Les plages de Sorós, Sifneïko, Apántima et Faneroméni jouent la carte simple, loin des formats très organisés de Paros. Pour les plus éloignées, il te faudra une voiture ou un deux‑roues.
Aller à Antiparos
Le ferry depuis Poúnta (Paros) rejoint Antiparos en quelques minutes, avec des départs serrés en haute saison. L’été, un petit bateau passagers part aussi, en général, de Parikiá. Pour horaires, tarifs et embarquement voiture, regarde le programme de ta période.
Manger et boire
La goúna, c’est du maquereau séché au soleil, ouvert puis grillé. Les karavóli sont des escargots au romarin et citron. Le ragoût de pois chiches cuit lentement — souvent toute la nuit — et arrive traditionnellement sur la table du dimanche.
La soúma est une eau‑de‑vie locale de marcs, cousine de la raki. Paros produit des vins AOP à base de Mandilariá et Monemvasía, et plusieurs domaines reçoivent pour des dégustations selon la saison et leur planning.
Venir d’Athènes, se déplacer
Les bus KTEL relient Parikiá, Náoussa, Léfkes et les plages principales. Pour Petaloúdes, Marathi, les villages et les coins plus calmes, voiture ou scooter simplifient tout. En pointe, réserve tôt : ne parie pas sur un véhicule de dernière minute.
Depuis Ioulianou 50, la station Viktória est à quelques minutes à pied. La ligne 1 va direct au Pirée. De là, les ferries pour Paros varient en durée et en prix selon la compagnie, le type de bateau et la saison — réserve sur un horaire réel, pas une estimation vague.
L’aéroport de Paros a des vols depuis Athènes, avec des fréquences qui changent selon la période. Paros sert aussi de nœud vers Náxos, Santorin, Mykonos et Ios — pratique pour enchaîner plusieurs îles.
Quand y aller
Juin et septembre sont les plus équilibrés : mer chaude, liaisons normales, pression moindre sur les prix. Juillet‑août se remplissent vite, surtout à Náoussa. Pour ces mois‑là, réserve en avance.

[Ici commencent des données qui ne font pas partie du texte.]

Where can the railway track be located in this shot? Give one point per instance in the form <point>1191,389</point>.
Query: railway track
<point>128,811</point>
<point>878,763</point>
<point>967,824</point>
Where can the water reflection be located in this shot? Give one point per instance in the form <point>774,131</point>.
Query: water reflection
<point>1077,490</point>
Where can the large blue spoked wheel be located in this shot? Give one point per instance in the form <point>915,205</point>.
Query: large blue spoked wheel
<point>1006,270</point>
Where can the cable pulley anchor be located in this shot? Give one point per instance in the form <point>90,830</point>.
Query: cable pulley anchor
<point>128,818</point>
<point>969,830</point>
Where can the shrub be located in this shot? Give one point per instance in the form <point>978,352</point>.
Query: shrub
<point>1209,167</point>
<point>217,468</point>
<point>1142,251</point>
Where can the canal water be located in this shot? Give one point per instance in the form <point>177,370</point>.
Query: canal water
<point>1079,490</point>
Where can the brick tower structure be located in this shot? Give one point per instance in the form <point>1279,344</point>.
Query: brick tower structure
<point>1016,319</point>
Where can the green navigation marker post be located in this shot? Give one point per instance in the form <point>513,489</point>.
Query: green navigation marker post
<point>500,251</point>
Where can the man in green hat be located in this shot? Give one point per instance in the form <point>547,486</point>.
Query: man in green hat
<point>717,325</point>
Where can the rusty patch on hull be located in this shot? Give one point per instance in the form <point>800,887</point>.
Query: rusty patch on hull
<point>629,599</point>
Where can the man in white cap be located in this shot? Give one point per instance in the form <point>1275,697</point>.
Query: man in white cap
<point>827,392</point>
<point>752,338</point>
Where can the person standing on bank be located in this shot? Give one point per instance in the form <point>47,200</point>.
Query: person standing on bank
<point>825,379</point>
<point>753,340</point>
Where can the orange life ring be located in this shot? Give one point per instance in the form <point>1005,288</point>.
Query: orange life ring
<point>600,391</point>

Mai et octobre sont doux pour les villages, la marche et la table. La mer peut être fraîche en mai ; en octobre, elle garde souvent de la chaleur.
Une semaine sur les deux îles
Compte deux jours pour Parikiá, Ékatontapylianí, le Kástro franc et Marcello. Une journée pour Náoussa avec Kolymbíthres. Une autre pour Léfkes et l’ancienne voie de marbre vers Pródomos. Antiparos mérite au moins une journée pleine pour la Chóra, la grotte et une plage. Et si tu as encore du temps : Petaloúdes, Marathi, ou une belle journée claire à Chrissí Aktí et Poúnta.